There was a story about a professor who left a steel encased, air-tight room in a university building with the instructions that it shouldn’t be opened until 8313 AD (or some such nonsense). The room was filled with objects that would should those in the future what we were like. Amongst the entombed items were mannequins to show how we appeared, a typewriter, and some vials full of beer (made, of course, by Anheuser). They found that doorway covered in spiderwebs only 30 years later. After only 30 years, nobody even remembered about the room and, were the instructions not on the door, nobody would’ve understood what was going on.  As for the 8313, the audience could watch as a trickle of water ended up bringing down the building around the steel room and then began on a microscopic imperfection that came about during that fall.  I think the room made it almost 250 years.

My high school time capsule, opened at the 10 year reunion revealed that I was most known for wearing mass quantities of Polo (not bad in a town devoid of  cologne).  Of course that and the fact that I was a suspected homosexual.  Small towns are a good time.  But after all these years and the masses of people I’ve collected and kept over the years, I do have to wonder how I’ll go down in history.  “Funny Uncle Alan” to the children of all my best friends; only to be forgotten in a couple of generations?  Cranky old Mr. Pierce who refuses to make eye contact with the neighborhood children or the homeless so they’ll go away?  Or do I have a mass killing in my future?  Alan Dean Pierce.  Hmm.  Perhaps I should write a book instead.

“There is properly no history, only biography.”
Ralph Waldo Emerson

  1. The dichotomy of this entire piece is really stellar.

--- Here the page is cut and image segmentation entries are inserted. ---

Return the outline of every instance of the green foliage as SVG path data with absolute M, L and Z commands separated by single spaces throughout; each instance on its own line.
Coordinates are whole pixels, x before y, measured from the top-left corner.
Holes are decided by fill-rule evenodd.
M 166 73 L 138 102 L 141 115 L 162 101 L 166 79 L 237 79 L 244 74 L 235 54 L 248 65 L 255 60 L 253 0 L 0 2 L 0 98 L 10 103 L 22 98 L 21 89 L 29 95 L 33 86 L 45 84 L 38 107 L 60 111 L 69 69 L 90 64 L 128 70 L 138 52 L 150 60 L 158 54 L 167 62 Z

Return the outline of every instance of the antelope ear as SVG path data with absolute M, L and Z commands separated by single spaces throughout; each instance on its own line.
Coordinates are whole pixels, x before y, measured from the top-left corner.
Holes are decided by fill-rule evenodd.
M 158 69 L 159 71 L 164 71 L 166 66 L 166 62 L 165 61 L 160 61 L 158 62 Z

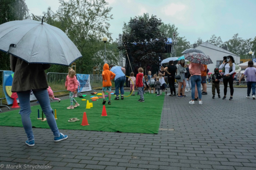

So here we humans are eating up the resources we have at our fingertips and yet without us, nothing ends up surviving. Crazy.

  2. Great read! I absolutely LOVE this show myself. It is amazing to think that for all of our efforts, attitudes, creations, hoarding, collections, structures, objects, and designs created within the course of our existence that within a few centuries this planet could basically wipe the slate clean as if we’d never existed at all. The most interesting one yet was where they showed what alien archaeologists would find millions of years from now, and that within the sedimentary layers human kind would be but a thin layer of concentrated metals, minerals, and plastics and nothing more. The human legacy in a nutshell per-se. :)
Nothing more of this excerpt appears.